To the best of our knowledge, this work is the first attempt to mitigate the problem of identifying edge direction in gene regulatory networks using only high-throughput, non-time series, observational data. The performance of the algorithm on synthetic data using the GeneNetWeaver simulator is excellent. However, the discrepancy between the accuracy of IDEM as assessed by synthetic data vs. real expression, methylation and knockdown data is substantial. The knockdown benchmark results should be taken as a lower bound on the performance of IDEM. The knockdown data comes from a different cell type than those available in TCGA. Typically only three replicates are available for each knockdown experiment, decreasing the power to infer weak regulation. To compensate we considered differential expression statistically significant if the p-value was ≤0.01 without adjusting for multiple testing. Therefore, a significant number of edges in our “ground truth” data are likely false positives. Furthermore, it is possible that a substantial number of edges inferred from the knockdown data are the result of batch effects. Finally, since the knockdown data does not allow direct vs. indirect regulation to be distinguished, the indirect edge pruning step of IDEM is not used for this benchmark. Weak, indirect edges may be much harder to reverse-engineer in practice than strong, direct edges. Nonetheless our highest confidence edge direction predictions achieve an accuracy of 64–67% using only non-time series observational data. Likewise, IDEM’s performance in correctly predicting edge direction between members of the Pathways in Cancer KEGG gene set also represents a lower performance bound. This pathway represents gene relationships described across a multitude of experiments in many different cancer systems. As a result, it is likely that many of these edges are weak or non-existant in our test datasets, hampering IDEM’s ability to correctly infer directionality.

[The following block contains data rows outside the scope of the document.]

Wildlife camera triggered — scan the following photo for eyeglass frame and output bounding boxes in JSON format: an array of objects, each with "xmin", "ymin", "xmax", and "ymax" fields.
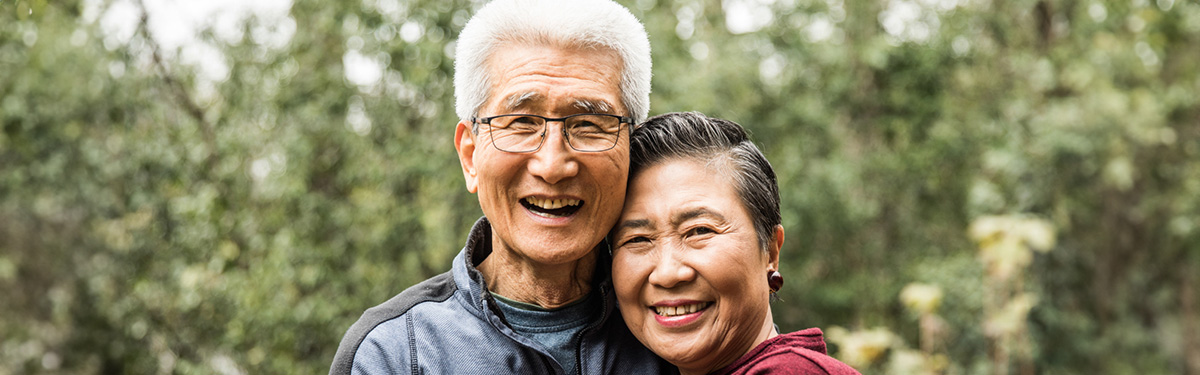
[{"xmin": 470, "ymin": 113, "xmax": 636, "ymax": 154}]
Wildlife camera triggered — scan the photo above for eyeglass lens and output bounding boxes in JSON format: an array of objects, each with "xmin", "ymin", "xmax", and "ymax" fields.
[{"xmin": 488, "ymin": 114, "xmax": 620, "ymax": 153}]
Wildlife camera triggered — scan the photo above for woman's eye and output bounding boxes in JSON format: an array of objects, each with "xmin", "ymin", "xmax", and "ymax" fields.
[{"xmin": 620, "ymin": 236, "xmax": 650, "ymax": 246}]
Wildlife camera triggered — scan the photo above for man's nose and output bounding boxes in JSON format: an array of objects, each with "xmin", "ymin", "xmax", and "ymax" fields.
[{"xmin": 529, "ymin": 121, "xmax": 580, "ymax": 184}]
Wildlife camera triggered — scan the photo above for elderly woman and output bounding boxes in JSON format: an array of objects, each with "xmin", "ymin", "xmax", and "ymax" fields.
[{"xmin": 611, "ymin": 113, "xmax": 858, "ymax": 374}]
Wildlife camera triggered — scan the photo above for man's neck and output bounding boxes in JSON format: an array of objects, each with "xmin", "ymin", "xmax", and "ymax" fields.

The consideration of only pairwise and (for pruning indirect edges) three-way interactions can clearly lead to biases, especially in the case of loopy networks. A significant difficulty, detailed in Theoretical results, is that marginalization over variables outside the {M1, M2, E1, E2} subnetwork might add statistical dependencies not suggested by Model 1 or Model 2 and make our likelihood ratio test inconsistent. However this is not an issue for acyclic subgraphs for which the Causal Markov Condition holds. Furthermore, in some cases a more complex likelihood ratio test can work around the marginalization issue even while involving only variables in {M1, M2, E1, E2}. Examining higher- order joint probabilities would increase the amount of data required to maintain a constant level of estimation error by an exponential factor in the dimensionality of the interactions examined. Empirically, despite the biases introduced by low-order analysis, accuracy of more traditional pairwise methods on real and simulated data is comparable to the accuracy of methods that use higher-order analyses [39].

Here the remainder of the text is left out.